2026-03-02 10:22:41 -05:00

2.7 KiB

📐 Mission Plan: 04_data_engr (Data Gravity & Drift)

1. Chapter Context

  • Topic: Dataset Compilation, Data Gravity, and Signal-to-Noise Engineering.
  • Core Invariant: The Energy-Movement Invariant (Moving data costs >100x more than compute).
  • The Struggle: Managing the "Feeding Tax." Students must keep the GPU ALUs busy despite low-bandwidth storage pipelines.

2. The 4-Zone Dashboard Anatomy

Zone 1: Command Header

  • Title: Lab 04: The Data Factory
  • Persona Identity: Current Role (e.g., Tiny Pioneer) and Scale.
  • Constraint Badges:
    • Egress < $100k (Red/Green)
    • GPU Hunger < 10% (Red/Green) - Idle time
    • Drift Detected (Alert Badge)

Zone 2: Engineering Levers (Inputs)

  • Storage Tier: NVMe (Hot), S3 (Warm), Glacier (Cold).
  • Transfer Method: 10Gbps Fiber vs. AWS Snowball (Physical Truck).
  • Deduplication Scrubber: 0% to 50% removal of redundant data.
  • Drift Sensitivity: Alpha level for the K-S test.

Zone 3: Telemetry Center (Visuals)

  • The System Ledger: 4 Cards (Ingestion Speed, Egress Cost, Data Entropy, Pipeline Health).
  • The Plot: The Data Gravity Waterfall. Shows the time breakdown of a training epoch (Disk IO vs. Network Transfer vs. GPU Math).

Zone 4: Audit Trail & Justification

  • Consequence Log: "Alert: Egress fees for 1PB transfer exceed $90,000. Move compute to data?"
  • Rationale Box: Defend your storage tier choice using the Feeding Tax math.

3. The 3-Act Narrative (The Lab Journey)

Act I: The Physics of Data Gravity (15m)

  • Scenario: You have 1 Petabyte of raw video in a warehouse. Your cluster is 3,000 miles away.
  • Crisis: Project deadline is in 10 days.
  • Task: Calculate the transfer time over 1Gbps fiber. Realize it will take weeks. Toggle to "Snowball" (Sneakernet) and see the physical delivery time beat the fiber.

Act II: The Feeding Tax (15m)

  • Scenario: Training ResNet-50 on a Cloud Titan cluster.
  • Crisis: GPU utilization is stuck at 15% (85% idle).
  • Task: Identify the bottleneck. It's the standard cloud disk (250 MB/s). Upgrade to local NVMe and watch the "Feeding Tax" drop to zero.

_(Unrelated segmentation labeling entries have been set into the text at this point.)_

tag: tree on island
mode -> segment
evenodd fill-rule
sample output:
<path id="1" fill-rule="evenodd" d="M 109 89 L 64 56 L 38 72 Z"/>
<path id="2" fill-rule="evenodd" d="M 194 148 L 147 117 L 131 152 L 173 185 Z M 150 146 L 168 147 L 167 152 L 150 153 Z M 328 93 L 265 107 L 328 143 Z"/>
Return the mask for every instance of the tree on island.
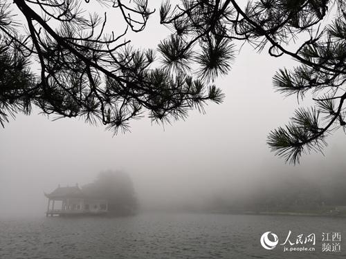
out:
<path id="1" fill-rule="evenodd" d="M 127 130 L 128 121 L 143 110 L 154 120 L 185 117 L 192 108 L 203 109 L 208 100 L 221 102 L 223 94 L 212 82 L 230 69 L 235 43 L 247 41 L 259 52 L 298 61 L 291 70 L 277 72 L 274 86 L 298 99 L 309 93 L 316 104 L 298 108 L 291 122 L 269 134 L 273 151 L 299 162 L 302 153 L 322 151 L 332 130 L 345 130 L 345 1 L 259 0 L 245 7 L 236 0 L 164 1 L 161 21 L 173 32 L 158 46 L 160 68 L 152 68 L 153 50 L 120 43 L 126 31 L 107 35 L 106 15 L 83 16 L 78 2 L 15 0 L 11 6 L 26 19 L 26 36 L 19 35 L 8 6 L 1 5 L 0 55 L 21 75 L 16 84 L 0 82 L 1 123 L 8 114 L 30 113 L 31 104 L 46 114 L 101 121 L 116 133 Z M 136 32 L 154 12 L 145 0 L 130 6 L 120 0 L 97 2 L 120 10 Z M 38 59 L 39 75 L 28 70 L 27 57 Z M 11 71 L 0 73 L 12 78 Z"/>
<path id="2" fill-rule="evenodd" d="M 107 200 L 110 215 L 131 215 L 137 211 L 132 180 L 124 172 L 101 172 L 93 182 L 82 186 L 82 191 L 88 196 Z"/>

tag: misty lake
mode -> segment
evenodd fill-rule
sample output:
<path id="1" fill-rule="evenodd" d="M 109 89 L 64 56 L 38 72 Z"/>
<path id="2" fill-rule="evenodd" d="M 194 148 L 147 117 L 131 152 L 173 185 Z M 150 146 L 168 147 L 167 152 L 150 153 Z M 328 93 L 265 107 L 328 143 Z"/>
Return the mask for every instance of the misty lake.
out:
<path id="1" fill-rule="evenodd" d="M 315 251 L 284 252 L 280 244 L 290 230 L 292 242 L 300 234 L 314 233 L 316 244 L 310 247 Z M 264 249 L 260 242 L 269 231 L 280 241 L 273 250 Z M 322 251 L 322 233 L 330 233 L 330 238 L 332 233 L 340 233 L 340 251 Z M 2 219 L 0 258 L 345 258 L 345 235 L 346 218 L 327 217 L 143 213 L 115 218 Z"/>

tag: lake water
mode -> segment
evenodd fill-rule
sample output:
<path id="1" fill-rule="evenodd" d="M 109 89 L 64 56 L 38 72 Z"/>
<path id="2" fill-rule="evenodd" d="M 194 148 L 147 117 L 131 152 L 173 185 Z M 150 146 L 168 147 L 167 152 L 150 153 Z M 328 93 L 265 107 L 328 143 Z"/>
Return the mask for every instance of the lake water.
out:
<path id="1" fill-rule="evenodd" d="M 289 238 L 293 244 L 284 243 Z M 272 231 L 279 243 L 260 240 Z M 331 240 L 322 242 L 322 233 Z M 331 240 L 333 233 L 340 233 Z M 314 233 L 316 244 L 296 244 Z M 326 234 L 325 234 L 326 235 Z M 327 238 L 327 239 L 328 239 Z M 322 251 L 322 246 L 340 251 Z M 340 247 L 338 247 L 340 244 Z M 286 251 L 284 247 L 315 251 Z M 196 213 L 144 213 L 129 218 L 0 220 L 0 258 L 337 258 L 346 256 L 346 218 Z"/>

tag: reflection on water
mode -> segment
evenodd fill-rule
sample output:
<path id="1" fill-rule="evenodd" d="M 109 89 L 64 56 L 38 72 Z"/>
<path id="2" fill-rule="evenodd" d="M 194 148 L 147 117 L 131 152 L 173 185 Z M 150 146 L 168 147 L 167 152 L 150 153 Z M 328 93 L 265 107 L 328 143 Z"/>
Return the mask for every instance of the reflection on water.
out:
<path id="1" fill-rule="evenodd" d="M 316 233 L 315 252 L 262 247 L 271 231 L 284 242 Z M 322 253 L 322 232 L 340 232 L 340 252 Z M 0 258 L 334 258 L 346 256 L 346 218 L 217 214 L 0 220 Z"/>

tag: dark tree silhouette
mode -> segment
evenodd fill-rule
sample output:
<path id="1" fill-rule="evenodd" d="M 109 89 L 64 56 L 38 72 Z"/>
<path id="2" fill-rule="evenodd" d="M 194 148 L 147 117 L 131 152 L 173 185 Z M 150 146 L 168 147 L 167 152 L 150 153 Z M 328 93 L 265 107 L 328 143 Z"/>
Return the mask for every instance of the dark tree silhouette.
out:
<path id="1" fill-rule="evenodd" d="M 131 6 L 120 0 L 97 1 L 119 9 L 134 31 L 143 30 L 152 13 L 145 0 Z M 129 41 L 120 43 L 124 35 L 105 34 L 106 15 L 103 19 L 82 15 L 76 0 L 13 3 L 26 19 L 29 33 L 18 34 L 8 6 L 2 4 L 2 44 L 17 53 L 3 55 L 10 66 L 19 62 L 22 83 L 0 90 L 1 122 L 8 111 L 30 112 L 31 103 L 47 114 L 100 120 L 116 132 L 127 130 L 128 121 L 143 108 L 153 119 L 184 117 L 192 108 L 203 109 L 207 100 L 221 102 L 220 90 L 207 86 L 230 69 L 235 43 L 247 41 L 257 51 L 298 61 L 294 69 L 275 75 L 274 86 L 298 98 L 309 92 L 316 102 L 311 108 L 298 109 L 288 125 L 269 134 L 273 151 L 298 162 L 302 153 L 322 151 L 332 130 L 345 130 L 344 0 L 257 0 L 245 6 L 236 0 L 164 1 L 161 23 L 173 32 L 158 46 L 160 68 L 153 68 L 153 50 L 134 50 Z M 28 56 L 38 59 L 39 76 L 28 71 Z"/>
<path id="2" fill-rule="evenodd" d="M 207 80 L 230 69 L 233 43 L 247 41 L 273 57 L 286 55 L 300 65 L 280 70 L 275 88 L 316 102 L 298 108 L 291 122 L 270 133 L 268 144 L 286 162 L 322 151 L 336 128 L 345 131 L 346 2 L 343 0 L 260 0 L 242 7 L 235 0 L 181 0 L 161 8 L 161 23 L 174 30 L 159 46 L 166 67 L 189 70 Z M 240 3 L 240 1 L 239 1 Z"/>
<path id="3" fill-rule="evenodd" d="M 122 16 L 127 28 L 118 35 L 107 30 L 107 12 L 103 17 L 87 12 L 89 2 L 1 1 L 3 126 L 9 115 L 30 113 L 34 104 L 44 114 L 102 122 L 117 133 L 128 130 L 129 121 L 145 111 L 152 119 L 165 122 L 184 118 L 192 108 L 203 109 L 207 101 L 221 102 L 223 94 L 215 86 L 155 68 L 153 50 L 136 50 L 125 39 L 129 28 L 144 30 L 154 12 L 147 1 L 94 1 L 108 13 L 118 11 Z M 23 17 L 23 26 L 13 13 Z M 39 75 L 30 72 L 34 59 L 39 64 Z"/>
<path id="4" fill-rule="evenodd" d="M 129 175 L 120 171 L 103 171 L 96 180 L 82 187 L 83 193 L 93 198 L 106 199 L 110 215 L 136 213 L 138 201 Z"/>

Act III: The Drift Detector (15m)

  • Scenario: Smart Doorbell deployment.
  • Crisis: Detection accuracy is dropping in one city.
  • Task: Run a Kolmogorov-Smirnov (K-S) test on incoming image distributions. Discover that a firmware update changed the white balance, creating "Semantic Noise."

4. Real-World Data Sources

  • Storage: AWS S3, EBS, and Glacier pricing (2024).
  • Logistics: FedEx/AWS Snowball shipping durations and base fees.
  • Bandwidth: Standard egress fees ($0.09/GB).